A Data Scientist Looks at Poker Data

So, are you tired of arguing about things like whether or not the CDC stated that only 6% of the official deaths were due to COVID-19? Me too. (By the way, the easiest way to show that, if anything, the death count is an underestimate is to point out that the excess deaths in the U.S. this year are at about 250,000. Why would that be, if not for COVID-19?)

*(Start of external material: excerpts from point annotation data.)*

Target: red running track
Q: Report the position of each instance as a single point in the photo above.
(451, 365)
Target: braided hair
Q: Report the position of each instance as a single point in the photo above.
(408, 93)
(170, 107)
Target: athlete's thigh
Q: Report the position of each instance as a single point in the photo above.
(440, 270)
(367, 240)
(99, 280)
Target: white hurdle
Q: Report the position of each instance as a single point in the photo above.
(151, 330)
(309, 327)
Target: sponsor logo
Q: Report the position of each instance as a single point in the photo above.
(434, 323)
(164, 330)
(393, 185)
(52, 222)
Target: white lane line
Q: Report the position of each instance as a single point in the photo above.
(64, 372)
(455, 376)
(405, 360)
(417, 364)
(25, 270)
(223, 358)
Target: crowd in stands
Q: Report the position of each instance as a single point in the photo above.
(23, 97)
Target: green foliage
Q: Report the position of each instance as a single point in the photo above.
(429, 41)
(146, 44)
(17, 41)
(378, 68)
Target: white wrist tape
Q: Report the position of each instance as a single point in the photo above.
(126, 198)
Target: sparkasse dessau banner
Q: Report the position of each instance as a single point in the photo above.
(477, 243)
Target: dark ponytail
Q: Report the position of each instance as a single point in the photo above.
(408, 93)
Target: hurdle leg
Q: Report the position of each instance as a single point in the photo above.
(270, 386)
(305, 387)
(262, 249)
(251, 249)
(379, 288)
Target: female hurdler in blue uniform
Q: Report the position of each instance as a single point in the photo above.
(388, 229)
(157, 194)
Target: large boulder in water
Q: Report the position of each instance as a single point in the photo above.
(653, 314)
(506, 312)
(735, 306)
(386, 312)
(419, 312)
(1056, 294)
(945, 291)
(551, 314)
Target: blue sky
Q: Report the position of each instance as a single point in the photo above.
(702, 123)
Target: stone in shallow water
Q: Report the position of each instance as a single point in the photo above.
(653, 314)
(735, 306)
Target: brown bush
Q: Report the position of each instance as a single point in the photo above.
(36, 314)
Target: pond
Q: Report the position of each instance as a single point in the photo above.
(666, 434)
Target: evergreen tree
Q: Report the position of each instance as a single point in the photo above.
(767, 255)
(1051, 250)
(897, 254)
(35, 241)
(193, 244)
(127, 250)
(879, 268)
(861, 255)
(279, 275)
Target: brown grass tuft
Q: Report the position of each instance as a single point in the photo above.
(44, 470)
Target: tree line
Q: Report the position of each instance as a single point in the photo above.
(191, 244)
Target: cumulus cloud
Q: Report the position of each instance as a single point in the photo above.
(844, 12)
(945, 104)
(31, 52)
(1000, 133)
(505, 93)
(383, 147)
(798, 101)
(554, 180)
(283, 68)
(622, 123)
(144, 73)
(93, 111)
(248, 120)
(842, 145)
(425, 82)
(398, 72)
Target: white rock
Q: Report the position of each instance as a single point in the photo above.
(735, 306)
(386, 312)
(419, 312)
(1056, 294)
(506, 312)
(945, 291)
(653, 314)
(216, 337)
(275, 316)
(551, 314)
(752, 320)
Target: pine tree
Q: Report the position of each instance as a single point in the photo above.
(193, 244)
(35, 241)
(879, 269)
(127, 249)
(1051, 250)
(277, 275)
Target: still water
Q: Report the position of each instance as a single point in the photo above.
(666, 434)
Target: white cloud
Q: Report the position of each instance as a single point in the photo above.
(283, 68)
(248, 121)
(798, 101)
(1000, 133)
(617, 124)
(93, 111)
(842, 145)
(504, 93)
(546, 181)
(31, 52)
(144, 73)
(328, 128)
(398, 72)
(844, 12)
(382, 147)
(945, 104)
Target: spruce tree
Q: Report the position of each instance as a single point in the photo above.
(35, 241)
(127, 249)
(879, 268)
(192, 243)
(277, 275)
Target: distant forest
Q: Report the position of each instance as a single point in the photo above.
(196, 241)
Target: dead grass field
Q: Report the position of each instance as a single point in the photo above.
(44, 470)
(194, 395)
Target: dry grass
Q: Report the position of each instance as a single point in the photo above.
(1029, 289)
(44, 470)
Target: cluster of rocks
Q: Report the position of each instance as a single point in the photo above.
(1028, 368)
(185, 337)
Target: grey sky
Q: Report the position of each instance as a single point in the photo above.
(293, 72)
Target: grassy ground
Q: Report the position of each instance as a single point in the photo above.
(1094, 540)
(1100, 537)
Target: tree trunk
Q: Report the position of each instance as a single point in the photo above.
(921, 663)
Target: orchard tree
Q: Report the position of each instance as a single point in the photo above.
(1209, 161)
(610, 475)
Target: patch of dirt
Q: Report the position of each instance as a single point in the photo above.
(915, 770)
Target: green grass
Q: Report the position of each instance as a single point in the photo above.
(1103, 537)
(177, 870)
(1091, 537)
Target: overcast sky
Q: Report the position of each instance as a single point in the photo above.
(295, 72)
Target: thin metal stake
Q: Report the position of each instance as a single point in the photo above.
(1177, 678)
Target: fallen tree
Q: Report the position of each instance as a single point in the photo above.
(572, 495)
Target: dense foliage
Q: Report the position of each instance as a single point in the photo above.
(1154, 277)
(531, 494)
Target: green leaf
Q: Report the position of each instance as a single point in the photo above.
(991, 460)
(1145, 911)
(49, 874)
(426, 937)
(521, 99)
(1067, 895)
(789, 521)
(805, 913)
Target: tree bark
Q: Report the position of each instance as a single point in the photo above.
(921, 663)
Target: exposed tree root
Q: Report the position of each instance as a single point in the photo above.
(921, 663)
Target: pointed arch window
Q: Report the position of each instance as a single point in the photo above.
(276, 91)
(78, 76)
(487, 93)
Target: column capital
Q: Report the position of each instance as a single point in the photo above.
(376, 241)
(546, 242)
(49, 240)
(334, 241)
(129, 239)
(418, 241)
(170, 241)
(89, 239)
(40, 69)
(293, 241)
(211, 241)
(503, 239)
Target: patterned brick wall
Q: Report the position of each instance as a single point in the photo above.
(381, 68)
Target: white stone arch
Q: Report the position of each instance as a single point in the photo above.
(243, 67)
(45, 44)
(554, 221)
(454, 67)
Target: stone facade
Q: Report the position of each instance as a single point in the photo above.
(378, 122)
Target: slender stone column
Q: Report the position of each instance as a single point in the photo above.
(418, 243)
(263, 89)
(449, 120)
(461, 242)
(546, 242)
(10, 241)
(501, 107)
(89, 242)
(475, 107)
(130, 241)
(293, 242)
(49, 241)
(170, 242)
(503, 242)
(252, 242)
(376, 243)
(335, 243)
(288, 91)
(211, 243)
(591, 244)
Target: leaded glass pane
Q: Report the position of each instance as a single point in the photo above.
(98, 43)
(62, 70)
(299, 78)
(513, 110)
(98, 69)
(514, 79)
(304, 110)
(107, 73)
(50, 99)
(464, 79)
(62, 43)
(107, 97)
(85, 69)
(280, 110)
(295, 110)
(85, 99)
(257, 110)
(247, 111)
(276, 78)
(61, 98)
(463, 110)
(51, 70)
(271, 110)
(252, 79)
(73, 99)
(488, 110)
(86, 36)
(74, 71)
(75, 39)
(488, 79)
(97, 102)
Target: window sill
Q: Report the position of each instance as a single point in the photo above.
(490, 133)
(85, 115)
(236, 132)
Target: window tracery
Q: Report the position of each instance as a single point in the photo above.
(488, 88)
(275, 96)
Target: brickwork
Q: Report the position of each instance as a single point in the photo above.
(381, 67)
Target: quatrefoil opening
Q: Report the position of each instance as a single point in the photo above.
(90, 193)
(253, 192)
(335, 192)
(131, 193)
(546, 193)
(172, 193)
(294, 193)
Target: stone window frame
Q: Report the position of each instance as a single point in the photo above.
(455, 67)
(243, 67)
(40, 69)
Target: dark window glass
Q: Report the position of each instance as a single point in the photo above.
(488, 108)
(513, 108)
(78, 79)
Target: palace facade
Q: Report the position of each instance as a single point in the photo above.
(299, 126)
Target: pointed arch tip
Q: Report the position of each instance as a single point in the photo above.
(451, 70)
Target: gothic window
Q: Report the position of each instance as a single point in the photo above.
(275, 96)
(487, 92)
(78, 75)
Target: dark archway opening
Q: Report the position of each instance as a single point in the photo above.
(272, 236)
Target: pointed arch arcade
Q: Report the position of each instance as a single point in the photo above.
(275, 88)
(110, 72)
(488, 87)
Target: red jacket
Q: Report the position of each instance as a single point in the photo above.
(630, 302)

Figure 1: Where did all the extra deaths come from if COVID-19 is overcounted?

Well, you’re in luck, because this article is not going to talk about the pandemic (anymore). Let’s all take a break from the daily death toll and the decline of democracy and talk about POKER.

Well, not just about poker, but also about how to approach historical data and carefully draw conclusions from it. There’s no surefire way to answer questions without controlled and randomized experiments, but that doesn’t mean that observational data is worthless. The goal when digging into historical data is to not fool yourself. You need to determine which patterns are meaningful and which are spurious. If there’s a confounding variable that you didn’t think of, you could end up with pie in your face when you present your conclusions to someone who did think of it. Since nobody can think of everything, it’s good practice to consider what answers would make sense, given your understanding of the subject at hand, before you look at the data for answers. Let’s see if I can dodge the pitfalls of data-mining as I look for insights into what makes a successful poker player.

Before we shuffle up and deal, I suggest you brush up on how to play No Limit Texas Hold ‘Em. It’s a fantastic game and it will basically train you how to make good decisions by literally making you pay for superstition and irrationality. You learn that good decision-making doesn’t always result in good outcomes in the short-term, but it will eventually pave the way to success. If you play long enough, you will see that players around you whose strategy depends on their emotional state end up sliding their chips your way, sooner or later. Poker initially appears to be a game of chance, but if you take it seriously, you’ll be rewarded with the realization that you’re no longer a slot-machine player, relying on luck for your success; you’ve become the casino. What may have started out as gambling has become an investment opportunity with a positive expected return.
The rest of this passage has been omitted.